On the contrary, it must be said that the Most Holy Virgin never committed the least imperfection. The reasons explaining this are numerous.
First because the Mother of God did not have the “source of sin” – also called concupiscence – which is one of the principal causes of imperfections. This absence is linked to her immunity from original sin.
Moreover, the Virgin of virgins possessed perfect virtue through the grace that had been given to her. She was also destined to be a model of holiness, because Our Lady is the first of the redeemed: it is fitting that she who has primacy in the order of holiness should realize it in her consummate perfection.
Finally, her perfect prudence always determined her activity in the way that was most conformed to the will of God.
This is why St. Thomas Aquinas did not hesitate to say that St. John Chrysostom went too far in his writing. And while St. Pius V had the works of the great doctor republished, he requested that the incriminating passages not be included.

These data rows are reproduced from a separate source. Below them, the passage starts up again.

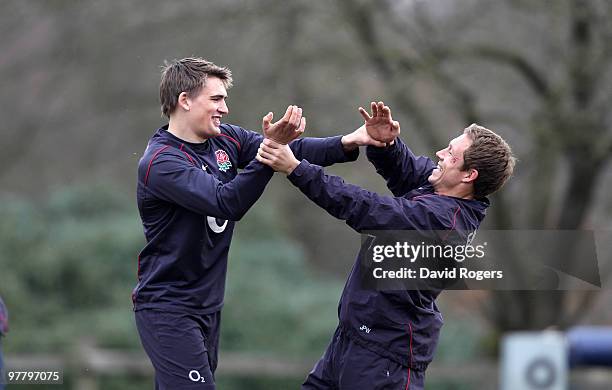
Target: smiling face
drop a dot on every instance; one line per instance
(448, 178)
(206, 109)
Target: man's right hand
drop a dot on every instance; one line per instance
(288, 128)
(380, 126)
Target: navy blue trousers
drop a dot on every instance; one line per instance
(182, 347)
(349, 366)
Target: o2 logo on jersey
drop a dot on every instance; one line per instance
(214, 226)
(195, 376)
(223, 160)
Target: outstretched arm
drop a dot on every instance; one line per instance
(401, 169)
(361, 209)
(320, 151)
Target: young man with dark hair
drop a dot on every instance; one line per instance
(385, 339)
(189, 196)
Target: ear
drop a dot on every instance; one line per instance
(184, 101)
(470, 176)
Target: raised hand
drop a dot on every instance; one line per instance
(288, 128)
(380, 126)
(278, 157)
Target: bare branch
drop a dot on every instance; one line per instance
(514, 60)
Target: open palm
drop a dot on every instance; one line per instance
(380, 125)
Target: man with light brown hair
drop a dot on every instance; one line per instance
(386, 338)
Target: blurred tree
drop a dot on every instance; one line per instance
(555, 61)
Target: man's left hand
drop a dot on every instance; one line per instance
(277, 156)
(288, 128)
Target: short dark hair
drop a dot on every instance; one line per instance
(187, 75)
(491, 156)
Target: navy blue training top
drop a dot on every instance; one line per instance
(402, 325)
(189, 197)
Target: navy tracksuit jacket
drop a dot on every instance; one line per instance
(400, 325)
(189, 196)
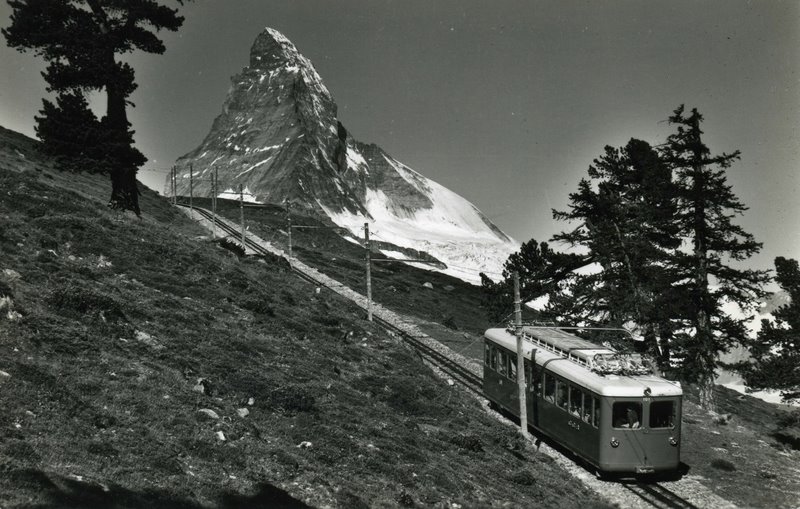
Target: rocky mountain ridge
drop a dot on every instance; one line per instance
(280, 138)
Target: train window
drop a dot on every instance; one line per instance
(561, 394)
(502, 363)
(549, 388)
(627, 414)
(512, 365)
(575, 401)
(662, 414)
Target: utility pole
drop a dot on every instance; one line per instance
(289, 226)
(241, 215)
(214, 203)
(369, 276)
(523, 407)
(191, 190)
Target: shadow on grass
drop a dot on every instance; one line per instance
(60, 492)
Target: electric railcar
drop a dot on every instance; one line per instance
(606, 408)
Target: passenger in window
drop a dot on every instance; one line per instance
(632, 418)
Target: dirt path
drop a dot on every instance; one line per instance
(686, 493)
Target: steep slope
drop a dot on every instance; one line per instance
(279, 138)
(144, 366)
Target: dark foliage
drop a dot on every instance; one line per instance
(80, 40)
(775, 353)
(706, 208)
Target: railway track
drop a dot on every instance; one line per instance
(449, 366)
(681, 494)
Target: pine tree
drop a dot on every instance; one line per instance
(775, 353)
(539, 268)
(81, 40)
(704, 281)
(625, 212)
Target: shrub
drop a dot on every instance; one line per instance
(467, 442)
(721, 464)
(293, 398)
(523, 477)
(788, 431)
(74, 298)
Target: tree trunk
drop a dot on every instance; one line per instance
(124, 190)
(706, 394)
(704, 336)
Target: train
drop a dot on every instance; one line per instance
(607, 408)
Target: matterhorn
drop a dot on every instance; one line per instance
(279, 137)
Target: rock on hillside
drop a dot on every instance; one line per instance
(279, 137)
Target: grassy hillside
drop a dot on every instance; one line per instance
(143, 365)
(736, 454)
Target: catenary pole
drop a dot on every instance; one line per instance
(214, 203)
(289, 226)
(523, 407)
(191, 190)
(369, 276)
(241, 216)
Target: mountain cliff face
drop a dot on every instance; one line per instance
(279, 137)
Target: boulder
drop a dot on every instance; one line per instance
(210, 414)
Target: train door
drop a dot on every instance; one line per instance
(533, 384)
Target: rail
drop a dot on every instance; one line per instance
(690, 494)
(452, 368)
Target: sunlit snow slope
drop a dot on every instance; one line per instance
(279, 137)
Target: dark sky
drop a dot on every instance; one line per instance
(504, 101)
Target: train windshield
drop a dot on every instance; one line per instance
(662, 414)
(627, 414)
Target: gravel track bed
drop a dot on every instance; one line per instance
(687, 492)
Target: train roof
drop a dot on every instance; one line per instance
(558, 351)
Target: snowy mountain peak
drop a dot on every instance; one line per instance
(279, 137)
(272, 52)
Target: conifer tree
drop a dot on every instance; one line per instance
(704, 278)
(81, 40)
(625, 215)
(539, 268)
(775, 353)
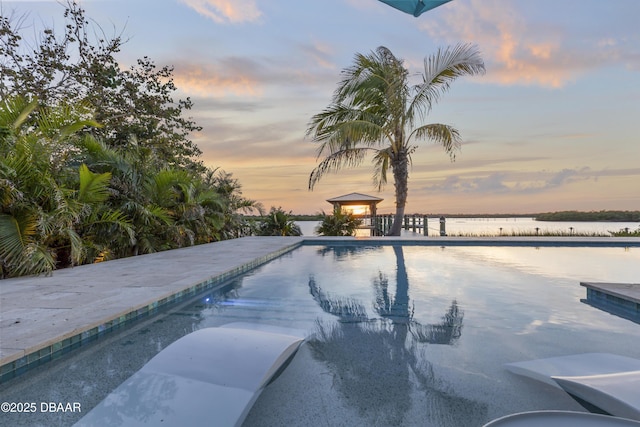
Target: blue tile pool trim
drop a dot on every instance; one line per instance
(56, 350)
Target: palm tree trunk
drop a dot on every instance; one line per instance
(400, 166)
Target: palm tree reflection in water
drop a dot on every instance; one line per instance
(376, 362)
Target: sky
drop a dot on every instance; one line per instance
(553, 124)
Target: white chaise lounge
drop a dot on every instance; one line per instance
(210, 377)
(606, 381)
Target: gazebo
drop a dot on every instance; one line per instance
(359, 204)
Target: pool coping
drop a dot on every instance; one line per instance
(137, 287)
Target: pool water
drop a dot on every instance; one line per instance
(399, 335)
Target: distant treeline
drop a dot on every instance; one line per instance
(614, 216)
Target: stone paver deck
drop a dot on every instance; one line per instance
(41, 316)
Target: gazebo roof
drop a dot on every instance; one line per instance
(354, 198)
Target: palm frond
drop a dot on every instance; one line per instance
(94, 187)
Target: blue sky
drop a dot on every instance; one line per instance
(554, 124)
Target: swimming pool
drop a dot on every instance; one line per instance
(402, 335)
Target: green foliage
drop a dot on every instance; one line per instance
(626, 232)
(338, 224)
(278, 223)
(68, 199)
(616, 216)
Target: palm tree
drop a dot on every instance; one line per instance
(376, 111)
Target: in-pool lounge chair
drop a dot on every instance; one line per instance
(210, 377)
(608, 382)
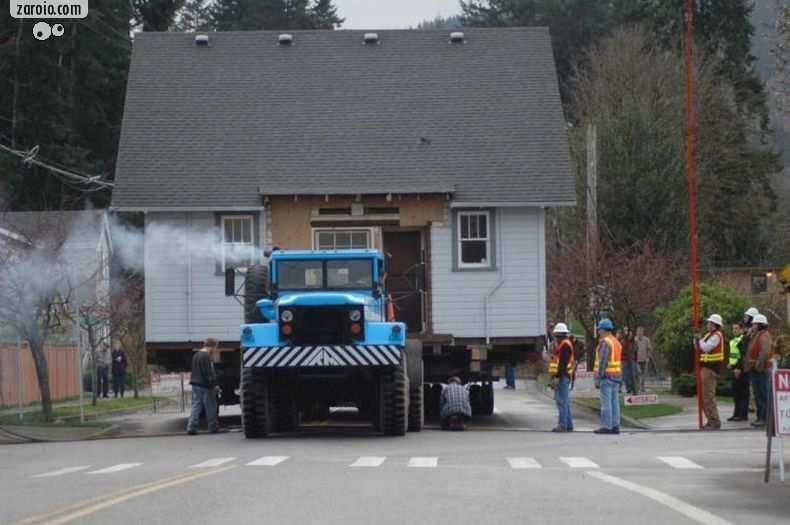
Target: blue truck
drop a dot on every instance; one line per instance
(317, 334)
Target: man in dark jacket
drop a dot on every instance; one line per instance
(118, 371)
(204, 388)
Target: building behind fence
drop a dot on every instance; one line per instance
(63, 373)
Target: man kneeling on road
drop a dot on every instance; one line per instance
(204, 388)
(455, 406)
(561, 370)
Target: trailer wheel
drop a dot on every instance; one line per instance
(487, 401)
(395, 400)
(256, 287)
(476, 399)
(254, 404)
(416, 370)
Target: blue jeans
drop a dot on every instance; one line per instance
(760, 387)
(610, 403)
(203, 399)
(562, 397)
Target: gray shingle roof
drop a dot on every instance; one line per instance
(218, 126)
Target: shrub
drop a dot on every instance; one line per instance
(674, 334)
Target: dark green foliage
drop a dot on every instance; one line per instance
(674, 334)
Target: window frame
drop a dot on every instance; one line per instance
(460, 264)
(368, 232)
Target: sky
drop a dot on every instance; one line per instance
(393, 14)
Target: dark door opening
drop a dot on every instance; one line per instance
(406, 276)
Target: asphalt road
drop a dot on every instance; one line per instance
(335, 474)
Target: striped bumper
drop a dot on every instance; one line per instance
(322, 356)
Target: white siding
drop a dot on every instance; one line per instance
(517, 308)
(185, 298)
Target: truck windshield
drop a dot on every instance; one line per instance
(334, 274)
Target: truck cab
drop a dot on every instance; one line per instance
(319, 335)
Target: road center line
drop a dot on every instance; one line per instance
(690, 511)
(90, 506)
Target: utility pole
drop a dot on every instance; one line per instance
(692, 192)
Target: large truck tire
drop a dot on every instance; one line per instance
(395, 400)
(254, 404)
(415, 369)
(256, 287)
(487, 401)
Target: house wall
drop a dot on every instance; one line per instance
(518, 306)
(184, 294)
(291, 218)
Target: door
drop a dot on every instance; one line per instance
(406, 276)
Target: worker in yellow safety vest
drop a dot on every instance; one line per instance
(711, 357)
(608, 374)
(561, 369)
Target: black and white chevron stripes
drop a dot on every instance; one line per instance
(324, 355)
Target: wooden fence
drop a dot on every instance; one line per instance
(63, 373)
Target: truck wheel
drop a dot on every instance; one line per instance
(256, 287)
(415, 369)
(254, 404)
(395, 400)
(487, 395)
(476, 399)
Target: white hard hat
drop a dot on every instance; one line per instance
(715, 318)
(760, 319)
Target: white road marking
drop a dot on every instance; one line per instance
(369, 461)
(267, 461)
(67, 470)
(423, 462)
(115, 468)
(213, 463)
(690, 511)
(678, 462)
(521, 463)
(579, 462)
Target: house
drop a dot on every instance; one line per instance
(444, 150)
(58, 251)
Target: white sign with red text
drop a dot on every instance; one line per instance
(782, 401)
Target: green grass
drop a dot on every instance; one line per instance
(71, 412)
(639, 411)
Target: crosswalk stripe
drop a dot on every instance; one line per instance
(521, 463)
(575, 462)
(423, 462)
(67, 470)
(115, 468)
(213, 462)
(267, 461)
(679, 462)
(369, 461)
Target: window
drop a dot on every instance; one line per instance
(238, 245)
(474, 240)
(341, 239)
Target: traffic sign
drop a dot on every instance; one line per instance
(782, 401)
(643, 399)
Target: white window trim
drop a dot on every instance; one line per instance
(370, 232)
(462, 265)
(251, 244)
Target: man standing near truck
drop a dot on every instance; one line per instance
(204, 388)
(561, 370)
(608, 377)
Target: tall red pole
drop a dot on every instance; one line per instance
(692, 190)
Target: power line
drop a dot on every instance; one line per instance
(29, 157)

The Mother of God possessed impeccability
But the greatest reason explaining the absence of sin and imperfections in Mary is that she was impeccable.
The Council of Trent, in Session VI, Canon 23, affirms: “If anyone shall say that … throughout his whole life [a man] can avoid all sins even venial sins, except by a special privilege of God, as the Church holds in regard to the Blessed Virgin: let him be anathema.”
For his part, St. Thomas admits confirmation in grace, out of suitability for the Mother of God. Impeccability consists in being unable to sin, because of an interior capacity. It is distinguished from confirmation in grace, which is maintaining the state of grace until death, in other words, not committing mortal sin: this grace can be explained by external help from God. But impeccability requires an inner cause in the subject that prevents sin.
This is clearly the case of the Incarnate Word, Jesus Christ: it is an impossibility that the divine person would commit a sin. In the case of the man-God, the beatific vision and perfect virtue are added to the divine personality.
Impeccability exists to a lesser degree in the blessed: inundated by the light of glory they can no longer sin. It would be impossible to possess the beatific vision and sin.
To an even lower degree, impeccability comes from the very great difficulty to sin which results from the gift of a special grace. This inclines a person so much to the good that it is almost impossible to break away from it. God added a special assistance for His Mother which removed the causes of sin.
In this way, the Mother of God was impeccable, that is, she could not sin, through her perfect virtue, through her confirmation in grace, and through a special assistance from God.
This doctrine allows for a deeper penetration into these magnificent words of Pope Pius IX in Ineffabilis Deus: “so wondrously did God endow [the Virgin Mary] with the abundance of all heavenly graces poured from the treasury of His divinity, that she, ever absolutely free from every stain of sin, all fair and perfect, would possess that fullness of holy innocence and sanctity that no one, under God, can conceive of anything greater, and which no one, except God Himself, can ever measure the greatness.”